Tories fail to draw line under 'plebgate' row
As some MPs rally round Andrew Mitchell, others ask why Cameron has not sacked him
The embattled Chief Whip Andrew Mitchell has had messages of support from 70 MPs over the continuing fallout from his rant at police officers, it emerged yesterday.
As the House of Commons returns for the first time since last month's incident at the gates of Downing Street, David Cameron continued to support Mr Mitchell, despite senior police officers calling on the minister to quit over his alleged "pleb" remark.
Signs of an "Operation Save Andrew" began to emerge after extraordinary levels of disquiet from ministers about the row during the Conservative Party conference in Birmingham last week.
One minister said the incident had made the Prime Minister "the angriest I've ever seen him", raising questions over why Mr Cameron failed to sack Mr Mitchell.
The Chief Whip returns to his desk in Downing Street tomorrow to resume "business as usual", according to sources. One friend said the minister had received about 70 messages of support from Tory MPs and that the 14 whips under his command were "solidly behind him". But there are many MPs, including at least four members of the Cabinet, who doubt that he can hang on to his job.

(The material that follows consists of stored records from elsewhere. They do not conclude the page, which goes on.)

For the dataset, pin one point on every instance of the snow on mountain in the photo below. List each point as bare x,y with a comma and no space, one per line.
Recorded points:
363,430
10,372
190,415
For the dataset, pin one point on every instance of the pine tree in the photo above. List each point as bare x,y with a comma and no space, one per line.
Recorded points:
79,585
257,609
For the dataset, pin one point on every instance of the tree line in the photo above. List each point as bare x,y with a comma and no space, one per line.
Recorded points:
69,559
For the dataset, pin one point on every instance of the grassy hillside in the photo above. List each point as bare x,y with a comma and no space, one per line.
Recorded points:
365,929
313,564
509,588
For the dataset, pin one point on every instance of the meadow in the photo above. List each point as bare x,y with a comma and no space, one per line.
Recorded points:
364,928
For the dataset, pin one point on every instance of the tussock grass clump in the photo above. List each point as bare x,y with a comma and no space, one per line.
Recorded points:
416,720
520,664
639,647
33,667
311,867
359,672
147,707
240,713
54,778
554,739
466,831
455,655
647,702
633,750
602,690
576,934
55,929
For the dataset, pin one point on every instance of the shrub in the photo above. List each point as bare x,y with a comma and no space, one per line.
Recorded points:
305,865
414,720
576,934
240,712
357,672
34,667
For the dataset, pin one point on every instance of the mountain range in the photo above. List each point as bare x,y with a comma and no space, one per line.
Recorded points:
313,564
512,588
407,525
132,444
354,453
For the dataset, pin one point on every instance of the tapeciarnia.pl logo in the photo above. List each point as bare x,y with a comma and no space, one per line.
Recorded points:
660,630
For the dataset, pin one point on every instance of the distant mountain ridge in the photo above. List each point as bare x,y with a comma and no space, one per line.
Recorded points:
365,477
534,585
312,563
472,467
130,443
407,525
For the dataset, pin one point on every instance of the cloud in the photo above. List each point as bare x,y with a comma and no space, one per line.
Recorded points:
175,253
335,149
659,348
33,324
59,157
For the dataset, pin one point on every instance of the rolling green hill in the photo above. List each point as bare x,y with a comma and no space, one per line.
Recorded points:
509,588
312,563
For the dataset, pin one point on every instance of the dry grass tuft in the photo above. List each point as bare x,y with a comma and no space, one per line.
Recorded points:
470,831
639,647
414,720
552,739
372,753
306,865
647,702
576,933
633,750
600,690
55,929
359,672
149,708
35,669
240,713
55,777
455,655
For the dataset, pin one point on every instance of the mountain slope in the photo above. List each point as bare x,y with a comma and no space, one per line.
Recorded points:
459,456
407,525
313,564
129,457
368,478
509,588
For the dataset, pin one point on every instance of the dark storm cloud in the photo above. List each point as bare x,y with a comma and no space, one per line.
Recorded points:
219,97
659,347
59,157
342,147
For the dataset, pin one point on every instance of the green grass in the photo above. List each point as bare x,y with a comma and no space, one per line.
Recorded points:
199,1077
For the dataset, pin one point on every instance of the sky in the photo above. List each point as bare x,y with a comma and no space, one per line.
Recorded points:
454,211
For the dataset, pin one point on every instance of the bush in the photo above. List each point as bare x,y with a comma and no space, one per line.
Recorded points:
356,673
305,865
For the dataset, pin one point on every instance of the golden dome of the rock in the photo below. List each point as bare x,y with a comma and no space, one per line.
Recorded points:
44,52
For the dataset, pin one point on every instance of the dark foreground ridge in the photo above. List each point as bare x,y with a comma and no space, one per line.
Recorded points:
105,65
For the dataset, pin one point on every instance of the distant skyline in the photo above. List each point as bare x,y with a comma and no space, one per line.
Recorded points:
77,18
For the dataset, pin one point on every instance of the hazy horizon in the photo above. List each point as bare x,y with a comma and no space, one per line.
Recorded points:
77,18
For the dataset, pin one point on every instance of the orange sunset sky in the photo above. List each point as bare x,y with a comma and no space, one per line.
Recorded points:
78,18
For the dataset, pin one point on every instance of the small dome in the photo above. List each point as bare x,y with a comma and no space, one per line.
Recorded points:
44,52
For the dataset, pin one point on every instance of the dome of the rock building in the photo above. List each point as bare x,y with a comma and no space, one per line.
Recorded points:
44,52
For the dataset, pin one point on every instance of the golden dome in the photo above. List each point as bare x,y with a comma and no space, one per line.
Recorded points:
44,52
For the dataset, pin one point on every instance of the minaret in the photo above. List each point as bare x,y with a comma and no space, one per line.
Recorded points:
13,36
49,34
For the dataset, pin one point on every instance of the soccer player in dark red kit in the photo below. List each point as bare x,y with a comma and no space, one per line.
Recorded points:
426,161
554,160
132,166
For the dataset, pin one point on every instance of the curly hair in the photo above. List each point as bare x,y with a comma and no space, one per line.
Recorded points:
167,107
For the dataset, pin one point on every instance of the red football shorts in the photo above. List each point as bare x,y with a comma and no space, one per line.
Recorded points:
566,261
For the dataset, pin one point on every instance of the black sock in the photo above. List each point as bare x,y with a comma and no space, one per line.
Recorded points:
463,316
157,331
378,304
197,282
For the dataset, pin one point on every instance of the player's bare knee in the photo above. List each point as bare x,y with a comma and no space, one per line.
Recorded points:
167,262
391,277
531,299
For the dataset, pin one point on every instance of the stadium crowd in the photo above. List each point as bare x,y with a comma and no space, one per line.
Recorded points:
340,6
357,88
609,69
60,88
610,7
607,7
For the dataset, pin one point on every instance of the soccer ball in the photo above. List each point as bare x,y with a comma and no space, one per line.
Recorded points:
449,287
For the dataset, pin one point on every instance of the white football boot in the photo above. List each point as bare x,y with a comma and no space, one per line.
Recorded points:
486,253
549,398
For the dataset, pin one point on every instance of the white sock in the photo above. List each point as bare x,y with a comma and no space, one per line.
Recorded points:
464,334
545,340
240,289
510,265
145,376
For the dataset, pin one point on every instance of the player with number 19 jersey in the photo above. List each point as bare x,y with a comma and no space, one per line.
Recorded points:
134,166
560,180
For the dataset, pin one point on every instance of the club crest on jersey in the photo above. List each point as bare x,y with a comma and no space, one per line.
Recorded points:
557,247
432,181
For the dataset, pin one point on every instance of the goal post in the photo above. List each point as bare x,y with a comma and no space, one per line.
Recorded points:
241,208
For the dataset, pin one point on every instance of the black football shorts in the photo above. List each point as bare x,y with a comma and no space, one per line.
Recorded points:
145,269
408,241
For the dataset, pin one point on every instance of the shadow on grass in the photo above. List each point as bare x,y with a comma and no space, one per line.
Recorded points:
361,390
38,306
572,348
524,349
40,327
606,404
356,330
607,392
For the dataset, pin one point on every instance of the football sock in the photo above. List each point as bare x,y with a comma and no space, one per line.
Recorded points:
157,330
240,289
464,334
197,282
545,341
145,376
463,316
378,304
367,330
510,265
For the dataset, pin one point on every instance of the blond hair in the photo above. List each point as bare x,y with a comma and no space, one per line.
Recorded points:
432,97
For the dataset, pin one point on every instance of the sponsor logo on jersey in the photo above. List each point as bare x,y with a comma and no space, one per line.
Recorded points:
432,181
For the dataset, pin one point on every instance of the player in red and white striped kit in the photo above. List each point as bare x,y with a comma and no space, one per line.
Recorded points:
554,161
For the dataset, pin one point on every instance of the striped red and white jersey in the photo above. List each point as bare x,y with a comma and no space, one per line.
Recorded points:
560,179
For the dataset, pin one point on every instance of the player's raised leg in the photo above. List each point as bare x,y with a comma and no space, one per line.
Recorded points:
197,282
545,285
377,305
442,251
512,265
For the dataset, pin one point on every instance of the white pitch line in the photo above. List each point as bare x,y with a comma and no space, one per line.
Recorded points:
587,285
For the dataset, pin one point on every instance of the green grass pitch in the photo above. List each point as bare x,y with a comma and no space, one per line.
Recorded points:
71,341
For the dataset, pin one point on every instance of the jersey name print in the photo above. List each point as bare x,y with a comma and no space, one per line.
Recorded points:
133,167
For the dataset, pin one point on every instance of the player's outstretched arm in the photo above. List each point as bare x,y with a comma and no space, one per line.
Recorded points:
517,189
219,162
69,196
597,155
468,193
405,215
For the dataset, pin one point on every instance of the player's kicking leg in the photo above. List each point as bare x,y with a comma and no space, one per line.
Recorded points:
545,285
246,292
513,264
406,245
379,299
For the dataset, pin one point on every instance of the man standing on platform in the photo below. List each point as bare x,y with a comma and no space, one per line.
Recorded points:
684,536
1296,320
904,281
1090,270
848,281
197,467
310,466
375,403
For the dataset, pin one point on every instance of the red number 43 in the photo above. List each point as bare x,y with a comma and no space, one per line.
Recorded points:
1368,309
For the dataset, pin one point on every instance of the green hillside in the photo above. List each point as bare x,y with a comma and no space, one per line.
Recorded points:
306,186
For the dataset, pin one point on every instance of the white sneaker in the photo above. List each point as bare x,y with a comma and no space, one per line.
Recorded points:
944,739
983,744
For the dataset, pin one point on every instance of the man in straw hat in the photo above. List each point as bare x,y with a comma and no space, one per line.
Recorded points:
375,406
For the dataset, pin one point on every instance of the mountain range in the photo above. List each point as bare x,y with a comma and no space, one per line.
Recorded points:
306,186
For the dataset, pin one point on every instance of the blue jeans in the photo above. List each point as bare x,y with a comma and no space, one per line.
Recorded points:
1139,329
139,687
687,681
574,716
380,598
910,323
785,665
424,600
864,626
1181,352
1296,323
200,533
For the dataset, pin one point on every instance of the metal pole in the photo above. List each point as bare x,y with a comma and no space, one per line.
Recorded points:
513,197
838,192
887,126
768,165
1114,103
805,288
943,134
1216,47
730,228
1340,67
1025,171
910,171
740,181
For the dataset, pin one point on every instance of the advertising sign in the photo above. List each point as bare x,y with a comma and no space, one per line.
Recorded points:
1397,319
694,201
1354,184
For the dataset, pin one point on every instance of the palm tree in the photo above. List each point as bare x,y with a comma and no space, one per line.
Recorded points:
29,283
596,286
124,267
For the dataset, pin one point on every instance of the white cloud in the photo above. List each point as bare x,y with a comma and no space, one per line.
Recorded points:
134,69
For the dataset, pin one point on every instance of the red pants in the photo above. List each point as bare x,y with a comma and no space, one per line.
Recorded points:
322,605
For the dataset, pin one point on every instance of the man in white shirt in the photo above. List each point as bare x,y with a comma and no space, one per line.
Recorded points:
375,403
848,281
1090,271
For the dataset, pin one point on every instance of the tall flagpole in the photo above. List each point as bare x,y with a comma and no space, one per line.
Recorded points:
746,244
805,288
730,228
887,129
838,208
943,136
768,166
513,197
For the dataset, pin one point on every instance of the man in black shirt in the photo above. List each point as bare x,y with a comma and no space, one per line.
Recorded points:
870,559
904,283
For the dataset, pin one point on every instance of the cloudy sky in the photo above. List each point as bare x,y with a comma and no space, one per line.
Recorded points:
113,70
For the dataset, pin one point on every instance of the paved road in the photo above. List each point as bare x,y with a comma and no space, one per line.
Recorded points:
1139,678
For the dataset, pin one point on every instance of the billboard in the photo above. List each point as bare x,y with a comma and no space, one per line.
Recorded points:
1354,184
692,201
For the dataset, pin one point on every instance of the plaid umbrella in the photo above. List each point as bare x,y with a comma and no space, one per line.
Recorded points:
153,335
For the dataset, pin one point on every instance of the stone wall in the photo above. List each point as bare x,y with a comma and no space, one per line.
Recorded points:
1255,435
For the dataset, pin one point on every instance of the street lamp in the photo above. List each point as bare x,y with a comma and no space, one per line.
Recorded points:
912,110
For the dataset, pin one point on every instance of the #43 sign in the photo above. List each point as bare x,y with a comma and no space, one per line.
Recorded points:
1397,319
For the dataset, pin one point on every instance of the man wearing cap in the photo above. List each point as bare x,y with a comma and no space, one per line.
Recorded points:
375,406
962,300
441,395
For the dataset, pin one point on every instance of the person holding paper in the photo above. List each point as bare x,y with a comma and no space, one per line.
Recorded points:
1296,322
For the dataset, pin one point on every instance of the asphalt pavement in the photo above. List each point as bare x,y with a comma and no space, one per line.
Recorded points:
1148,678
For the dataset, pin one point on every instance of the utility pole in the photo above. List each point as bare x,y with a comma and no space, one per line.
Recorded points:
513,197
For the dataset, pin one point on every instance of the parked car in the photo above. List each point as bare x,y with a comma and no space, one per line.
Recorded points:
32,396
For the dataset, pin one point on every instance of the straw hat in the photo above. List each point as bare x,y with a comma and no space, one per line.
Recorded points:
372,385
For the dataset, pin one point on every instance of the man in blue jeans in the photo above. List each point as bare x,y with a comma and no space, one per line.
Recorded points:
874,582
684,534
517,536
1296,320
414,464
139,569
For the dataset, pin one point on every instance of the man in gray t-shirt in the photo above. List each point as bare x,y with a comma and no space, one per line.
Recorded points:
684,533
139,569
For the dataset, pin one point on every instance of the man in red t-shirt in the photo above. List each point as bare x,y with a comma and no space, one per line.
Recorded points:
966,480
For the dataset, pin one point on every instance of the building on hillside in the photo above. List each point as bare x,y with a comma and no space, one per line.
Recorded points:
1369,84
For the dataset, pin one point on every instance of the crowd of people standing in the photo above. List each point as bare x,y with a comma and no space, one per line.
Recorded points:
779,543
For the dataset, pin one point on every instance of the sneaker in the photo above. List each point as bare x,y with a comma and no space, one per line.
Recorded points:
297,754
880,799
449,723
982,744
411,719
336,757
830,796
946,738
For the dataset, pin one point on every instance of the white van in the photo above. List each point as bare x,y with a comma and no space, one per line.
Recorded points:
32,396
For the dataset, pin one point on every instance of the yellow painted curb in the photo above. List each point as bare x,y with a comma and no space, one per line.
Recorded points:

The row failed to die down after Mr Mitchell held talks with three members of the West Mercia and Warwickshire police federations at his constituency office in Sutton Coldfield on Friday. Mr Mitchell reiterated his apology but refused to tell the officers exactly what he said, apart from insisting that he did not use the word "pleb".
Philip Hammond, the Defence Secretary, accused the Police Federation of fuelling the row "for their own purposes". He told Radio 4's Any Questions?: "We've now got other people who were not involved in the incident who seem to be trying to hijack this issue and take it forward for their own purposes."
It is understood that Mr Cameron and Mr Mitchell have not held a full discussion about the matter, apart from it being mentioned in passing. But one minister said several leading members of constituency associations had approached him to complain about Mr Mitchell's behaviour. "People are asking when Mitchell will go," the minister said, "and it's difficult to disagree with them. David has let it go on too long."
A No 10 spokesman said: "The Prime Minister thinks what he did was completely unacceptable, but he has apologised to the officers who don't want to take it any further."
Yvette Cooper, the shadow Home Secretary, said: "David Cameron is the only person left still backing Andrew Mitchell. How long is the Prime Minister going to let this drag on?"